Aurora is used to educating immigrant children. According to the 2020 U.S. Census, more than a third of residents speak a language other than English at home.

But the arrival of so many students from Venezuela and Colombia who did not speak English caught some Aurora schools by surprise. Teachers at some schools have as many as ten newcomers, or a third of their class roster.

When Marcella Garcia, principal of Aurora Hills Middle School, visited classrooms where only English was spoken, she noticed that the newcomers were not talking. The district’s central office recommended a strategy called “translanguaging.” That means using Spanish occasionally to help students make meaning of the English lessons and the conversations happening around them.

Before the school adopted this new approach, teachers may have stopped student conversation in Spanish. Now they say students are encouraged to help each other in whatever language they can.

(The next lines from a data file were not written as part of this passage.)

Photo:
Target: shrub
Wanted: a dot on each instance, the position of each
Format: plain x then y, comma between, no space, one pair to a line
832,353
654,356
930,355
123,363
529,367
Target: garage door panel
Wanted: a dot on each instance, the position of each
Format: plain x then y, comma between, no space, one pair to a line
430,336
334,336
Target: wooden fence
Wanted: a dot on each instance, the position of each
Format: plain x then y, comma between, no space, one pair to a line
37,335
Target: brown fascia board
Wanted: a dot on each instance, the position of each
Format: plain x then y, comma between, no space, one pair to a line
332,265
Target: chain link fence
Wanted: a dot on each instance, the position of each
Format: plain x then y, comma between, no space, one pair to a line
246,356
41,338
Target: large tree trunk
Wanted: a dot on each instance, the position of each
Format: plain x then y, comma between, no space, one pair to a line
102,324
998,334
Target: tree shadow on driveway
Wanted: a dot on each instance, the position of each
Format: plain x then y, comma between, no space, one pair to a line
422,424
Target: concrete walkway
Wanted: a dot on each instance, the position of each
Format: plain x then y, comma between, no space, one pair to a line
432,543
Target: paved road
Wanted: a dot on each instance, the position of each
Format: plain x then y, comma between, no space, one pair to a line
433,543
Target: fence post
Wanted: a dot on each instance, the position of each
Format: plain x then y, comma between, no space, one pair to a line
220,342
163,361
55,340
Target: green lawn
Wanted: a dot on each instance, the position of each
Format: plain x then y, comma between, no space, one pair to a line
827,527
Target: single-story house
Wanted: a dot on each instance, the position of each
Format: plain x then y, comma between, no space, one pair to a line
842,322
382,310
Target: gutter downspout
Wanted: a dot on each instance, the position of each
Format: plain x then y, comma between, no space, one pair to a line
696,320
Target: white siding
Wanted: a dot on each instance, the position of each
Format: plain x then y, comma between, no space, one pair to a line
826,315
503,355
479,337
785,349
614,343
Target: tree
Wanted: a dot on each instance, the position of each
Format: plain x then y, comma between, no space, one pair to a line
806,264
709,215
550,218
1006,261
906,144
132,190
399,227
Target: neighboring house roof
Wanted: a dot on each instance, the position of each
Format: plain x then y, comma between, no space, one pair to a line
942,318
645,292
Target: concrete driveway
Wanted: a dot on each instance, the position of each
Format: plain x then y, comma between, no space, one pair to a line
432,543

As teachers try out new Spanish vocabulary, English-speaking students show varying responses. Some seem bored or irritated. Bilingual students seem proud when they can help teachers use more Spanish in the classroom.

Still, some English-speaking and bilingual students have harassed Alisson. A few weeks after school started, a group of boys tried to keep her from sitting in her seat in class. They called her ugly and told her to go back to her country.

In mid-September, Alisson’s mother received messages from Aurora Public Schools that there had been rumors of bomb threats at their schools. It is not clear whether the threats were related to Trump’s rhetoric about the takeover of Aurora by Venezuelan gangs. Similar issues arose after his false comments about pet-eating Haitians in Springfield, Ohio.

Neither Alisson nor her mother understand how American schools and children could become targets based on rumors.

“This doesn’t happen in my country,” Torres said.